QQplot for observed (x-axis) and predicted (y-axis) weekly incidences in the city of Fortaleza, cross-predicting Chikungunya from the dengue LSTM model. In the city of Fortaleza the LSTM model seems to go for the historic median when the observed values are below the percentile 20 of the historical distribution. But the model and observations tend to be more in agreement when observations are at or above the historical median.
Discussion
As shown in the results section, transfer leaning between dengue incidence forecast models and other arboviroses transmitted by the same vector can be an interesting approach. Typically, in transfer learning applications, the previously trained models get retrained with the new data set, to help the model combine the specifics of the new data set with the previously learned problem. However, for this application, we skipped this retraining step in order to retain good-sized data sets with which to test the models. Had we used the shorter Zika and Chikungunya time series to retrain the models, we would limit ourselves to provide only in-sample forecasts. On the other hand, by making this decision we imposed a much harder challenge to the models, namely predicting Zika and Chikungunya, having only been trained on dengue time series.
For this paper we have chosen two brazilian capitals, Fortaleza, in the northeast of the country and Rio de Janeiro, in the southeast. These cities are separated by approximately 2500 kilometers, and are under quite different climate regimes. This choice reflects our desire to test the models in places where the diseases are under very different environmental influences. This is apparent on the results, where we see that the models don’t perform equally well when cross-predicting in each city.

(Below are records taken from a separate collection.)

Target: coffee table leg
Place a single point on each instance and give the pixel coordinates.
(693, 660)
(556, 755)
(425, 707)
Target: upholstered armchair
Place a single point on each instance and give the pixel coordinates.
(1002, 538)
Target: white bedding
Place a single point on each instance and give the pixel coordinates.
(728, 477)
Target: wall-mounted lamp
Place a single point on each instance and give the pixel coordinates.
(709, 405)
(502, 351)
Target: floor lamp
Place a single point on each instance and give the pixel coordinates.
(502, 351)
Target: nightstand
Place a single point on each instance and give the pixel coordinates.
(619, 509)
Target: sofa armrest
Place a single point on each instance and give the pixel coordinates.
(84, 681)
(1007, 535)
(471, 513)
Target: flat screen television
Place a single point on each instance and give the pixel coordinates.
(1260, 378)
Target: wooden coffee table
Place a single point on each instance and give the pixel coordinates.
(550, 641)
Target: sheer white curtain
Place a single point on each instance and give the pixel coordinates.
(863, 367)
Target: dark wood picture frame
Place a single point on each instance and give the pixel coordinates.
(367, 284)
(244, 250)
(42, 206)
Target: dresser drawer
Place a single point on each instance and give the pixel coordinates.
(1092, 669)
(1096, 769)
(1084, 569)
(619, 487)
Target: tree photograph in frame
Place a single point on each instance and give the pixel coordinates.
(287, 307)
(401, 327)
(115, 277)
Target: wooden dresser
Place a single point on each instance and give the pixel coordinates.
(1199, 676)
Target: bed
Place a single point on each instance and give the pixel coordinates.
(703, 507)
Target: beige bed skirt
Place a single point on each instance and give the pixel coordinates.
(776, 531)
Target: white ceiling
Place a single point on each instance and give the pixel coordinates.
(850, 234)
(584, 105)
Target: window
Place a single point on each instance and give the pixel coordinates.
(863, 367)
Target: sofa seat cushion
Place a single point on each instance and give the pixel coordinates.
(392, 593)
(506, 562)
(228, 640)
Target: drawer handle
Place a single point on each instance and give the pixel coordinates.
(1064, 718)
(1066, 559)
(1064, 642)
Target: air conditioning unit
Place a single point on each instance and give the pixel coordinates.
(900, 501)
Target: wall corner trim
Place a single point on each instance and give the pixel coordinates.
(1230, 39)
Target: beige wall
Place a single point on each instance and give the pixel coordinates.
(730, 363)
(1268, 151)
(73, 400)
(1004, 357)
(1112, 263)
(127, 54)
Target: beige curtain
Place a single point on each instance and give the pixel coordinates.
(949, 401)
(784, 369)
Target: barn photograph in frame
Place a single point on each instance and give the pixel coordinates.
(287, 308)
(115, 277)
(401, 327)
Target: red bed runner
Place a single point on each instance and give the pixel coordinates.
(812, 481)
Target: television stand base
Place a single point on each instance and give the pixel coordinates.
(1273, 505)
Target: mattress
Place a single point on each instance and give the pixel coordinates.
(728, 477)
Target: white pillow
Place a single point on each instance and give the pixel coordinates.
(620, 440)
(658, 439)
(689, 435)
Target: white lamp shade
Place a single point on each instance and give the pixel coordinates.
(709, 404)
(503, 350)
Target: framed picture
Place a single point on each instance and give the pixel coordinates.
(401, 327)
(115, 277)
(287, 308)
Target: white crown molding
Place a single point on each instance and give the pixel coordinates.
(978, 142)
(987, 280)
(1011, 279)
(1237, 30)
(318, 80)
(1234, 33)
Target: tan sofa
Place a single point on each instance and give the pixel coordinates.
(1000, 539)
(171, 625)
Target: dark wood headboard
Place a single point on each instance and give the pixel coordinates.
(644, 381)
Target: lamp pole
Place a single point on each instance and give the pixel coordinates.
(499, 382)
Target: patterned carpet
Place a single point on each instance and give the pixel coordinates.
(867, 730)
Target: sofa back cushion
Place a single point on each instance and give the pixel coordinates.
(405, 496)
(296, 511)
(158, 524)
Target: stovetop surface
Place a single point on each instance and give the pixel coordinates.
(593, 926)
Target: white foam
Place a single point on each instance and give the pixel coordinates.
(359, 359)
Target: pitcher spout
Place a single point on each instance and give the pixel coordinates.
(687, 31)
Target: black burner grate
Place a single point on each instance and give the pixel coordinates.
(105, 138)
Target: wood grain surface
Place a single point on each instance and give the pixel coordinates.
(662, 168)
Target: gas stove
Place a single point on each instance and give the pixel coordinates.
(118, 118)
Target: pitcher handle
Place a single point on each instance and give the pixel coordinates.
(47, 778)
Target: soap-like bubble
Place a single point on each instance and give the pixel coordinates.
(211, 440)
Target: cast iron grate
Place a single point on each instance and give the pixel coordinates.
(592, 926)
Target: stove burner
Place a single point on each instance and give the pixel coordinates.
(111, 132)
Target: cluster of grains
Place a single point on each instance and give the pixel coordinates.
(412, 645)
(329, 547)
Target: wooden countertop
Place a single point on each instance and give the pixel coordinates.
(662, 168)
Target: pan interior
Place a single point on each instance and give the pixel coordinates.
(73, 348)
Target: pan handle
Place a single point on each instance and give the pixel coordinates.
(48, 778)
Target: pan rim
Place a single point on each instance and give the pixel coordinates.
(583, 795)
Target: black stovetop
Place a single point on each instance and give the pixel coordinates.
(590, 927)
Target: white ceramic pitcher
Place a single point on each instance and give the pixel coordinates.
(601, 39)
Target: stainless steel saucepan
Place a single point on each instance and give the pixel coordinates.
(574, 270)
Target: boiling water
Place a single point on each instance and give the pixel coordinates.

Furthermore, we should consider what the differences in performance mean for each individual city when using a single model to predict weekly incidences of different arboviroses. Indeed, when using a model trained on the dengue data set of a fixed city to predict Zika or Chikungunya weekly incidences for the same city, the environmental predictor variables are kept the same for all three diseases and therefore the differences in the predictions reflect the unique epidemiological dynamics of each arbovirosis at that observed moment. Therefore, the method we presented here can also shed light on how different the epidemiological dynamics of Zika and Chikungunya are as compared to that of dengue. This is particularly relevant since it may indicate that other modes of transmission may be present for arboviroses that behave very differently from dengue, as is already known to be the case of Zika, which has confirmed cases of sexual transmission [8].
Conclusion
Cross-disease forecasting models like the ones presented here are important because they allow us to take advantage from longer historic records from other diseases which share similar transmission mechanisms and environmental determinants.
The results presented here expectedly show more uncertainty associated to cross-forecasts when compared to forecasting the disease they were trained on.
Nevertheless the models show reasonable accuracy when cross-predicting Chikungunya (figures 4, 5, 6 and 7), perhaps more than the same models would be capable of if they were trained on the scarce available data for Chikungunya.
For Zika, cross-forecasts based of the RQF model did not work as well (figure 9). Perhaps the fact that Zika can also be transmitted sexually [8] makes its epidemiological dynamics sufficiently different from dengue to make cross-predicting ineffective. The LSTM model showed similar performances when compared to RQF for Chikungunya (figure 7). But for Zika (figure 8) the LSTM model performed much better than RQF for cross-predictions.
Machine learning models have shown great potential for infectious disease forecasting. However, long enough time series, essential to train such models, are not easy to come by. In this work we have shown the potential of cross-disease forecasts, for diseases with similar transmission mechanisms. Despite the encouraging initial results there is still plenty of room for improvements to the development and application of such models.